The long time tried and true method for treating RCC is surgical resection, which carries a low mortality and high success rate (1). For this reason, it should remain the standard of care for patients with potentially curable RCC. With that being said, a significant number of patients who have renal cancer are not favorable surgical candidates. There are a variety of reasons that may make a patient ineligible for partial nephrectomy or surgical resection. These include significant comorbidities, a life expectancy between 1 and 10 years, chronic renal failure, patient only having one or a transplant kidney, advanced age, bilateral RCC, Von Hippel–Lindau (VHL) disease, or refusal of conventional therapy (46). Many of these contraindications can be commonly found in the elderly, which is problematic since the average age of diagnosis of RCC is 64 (1, 7). Chronic renal failure is especially important because those requiring dialysis also have an increased risk of developing RCC (1). Radiofrequency ablation (RFA) or other forms of thermal ablation are possible alternative treatments for many of these patients.

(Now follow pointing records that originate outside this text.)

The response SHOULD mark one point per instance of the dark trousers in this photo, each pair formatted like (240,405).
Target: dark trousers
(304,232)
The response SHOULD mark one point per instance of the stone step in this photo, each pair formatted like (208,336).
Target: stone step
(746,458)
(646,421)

Though RFA is a relatively new treatment for renal tumors and long-term efficacy remains to be seen, the initial data suggest that not only is it safe and well tolerated by patients, but also has a comparable 5-year success rate to that of partial or total nephrectomy (4, 5, 8). One of its biggest benefits is that the procedure is renal sparing, and RFA is currently used for small tumors, usually less than 5 cm, in patients who are not candidates for surgical removal (7). Besides being used as an attempted cure of RCC, it may also be used to treat RCC-associated intractable hematuria, local recurrences, isolated metastases, and palliation of symptoms (6). RFA is considered a minimally invasive procedure in which a probe is inserted into the target tissue and alternating electrical currents are used to generate heat to destroy tumor cells and associated neovascularity. This procedure is guided by advanced imaging techniques that help position the probe and are paramount in evaluating the success of ablation (9). Traditionally, computed tomography (CT) is used in the initial pre-ablation evaluation, as well as to guide the probe placement, evaluate the ablation zone, and tumor post-ablation. Ultrasound (US) has also been used in combination with CT or alone because of its ability to provide a real-time image. Both these techniques, however, have some limitations in the form of contrast-related problems (e.g., renal insufficiency), lack of live image in CT, and reduced visualization and accuracy in US. One possible alternative to guide the RFA procedure is to use contrast-enhanced ultrasound (CEUS), an advanced technique that utilizes ultrasound contrast agents (UCAs) to improve lesion visualization in difficult cases and to either immediately or at a later time detect residual tumor after ablation (4, 10).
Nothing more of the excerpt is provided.